What is apparent is that many of these refugees in the Union Territory have been receiving training from Pakistani terror groups. The same European Foundation for South Asian Studies report has pointed out that many of the Rohingyas have fought alongside Pakistani terror outfits in the Indian Administered Kashmir, which is an imminent threat to India’s national security. Besides, there is a clear proof of Pakistani based terror outfits such as Lashkar-e-Taiba (LeT) and Jaish-e-Muhammad (JeM) lending support to Rohingya terrorist outfits such as Aga Mul Mujahideen (AMM). This, coupled with their proximity to Pakistan, via Kashmir, has naturally heightened India’s security concerns.

Pakistan’s enthusiasm to use proxy wars as a way to seek revenge from ‘Hindu India’ has frequently disrupted peace in the region. India, unfortunately, has suffered the brunt of Pakistan’s ill-decision making. With Pakistan effectively losing respect in the international community due its active support for terrorists, it has channelled its funding to many of these refugees through Bangladesh. This concern has been backed by South Asia Democratic Forum’s Director, Siegfried O. Wolf, who has pointed out to Inter-Services Intelligence’s support for camped Rohingyas in Bangladesh who can serve Pakistan’s long term goal of annihilating India.

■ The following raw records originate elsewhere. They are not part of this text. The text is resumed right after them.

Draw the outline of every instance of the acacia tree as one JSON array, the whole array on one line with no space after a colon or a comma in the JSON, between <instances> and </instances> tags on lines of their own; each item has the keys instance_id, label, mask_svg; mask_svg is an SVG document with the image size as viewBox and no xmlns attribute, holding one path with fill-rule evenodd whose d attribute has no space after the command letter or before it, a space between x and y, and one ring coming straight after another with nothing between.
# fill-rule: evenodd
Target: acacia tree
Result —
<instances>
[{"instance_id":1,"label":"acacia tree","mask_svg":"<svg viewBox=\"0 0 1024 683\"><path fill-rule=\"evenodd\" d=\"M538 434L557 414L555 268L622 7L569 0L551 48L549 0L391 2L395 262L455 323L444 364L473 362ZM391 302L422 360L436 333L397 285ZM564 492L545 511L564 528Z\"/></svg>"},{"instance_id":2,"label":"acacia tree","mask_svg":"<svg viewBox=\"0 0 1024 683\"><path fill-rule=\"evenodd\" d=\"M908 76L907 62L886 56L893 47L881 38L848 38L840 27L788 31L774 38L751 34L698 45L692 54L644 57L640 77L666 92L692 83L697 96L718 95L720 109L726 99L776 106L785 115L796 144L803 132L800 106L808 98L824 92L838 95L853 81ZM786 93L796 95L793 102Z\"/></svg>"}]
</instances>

This brings India to the position where it stands. India has credible evidence to showcase that its national security has been heavily compromised due to the nexus between Rohingya Refugees and Pakistan backed terror groups, and that its decision is hinged on national security imperatives. The presence of these refugees in the fragile Union Territory of Kashmir has added to India’s concerns, given the precarious state of affairs of the UT especially since the revocation of its special status. Global Terrorism Index 2020 has pointed out the same reality – India’s biggest threat comes from Islamist terrorist groups. Thus, India stands very well within its rights to turn back the said refugees who pose a glaring threat to India’s national security, and it does not amount to a violation of customary international law on non-refoulement. Nor does it diminish India’s credibility as a magnanimous host that tries to uphold the tenets of ‘life and liberty.’ To the keyboard warriors, this marks the death of ‘democracy’ at the hands of a communally blind government, but to the patriot it is another rightful step in safeguarding the country’s integrity.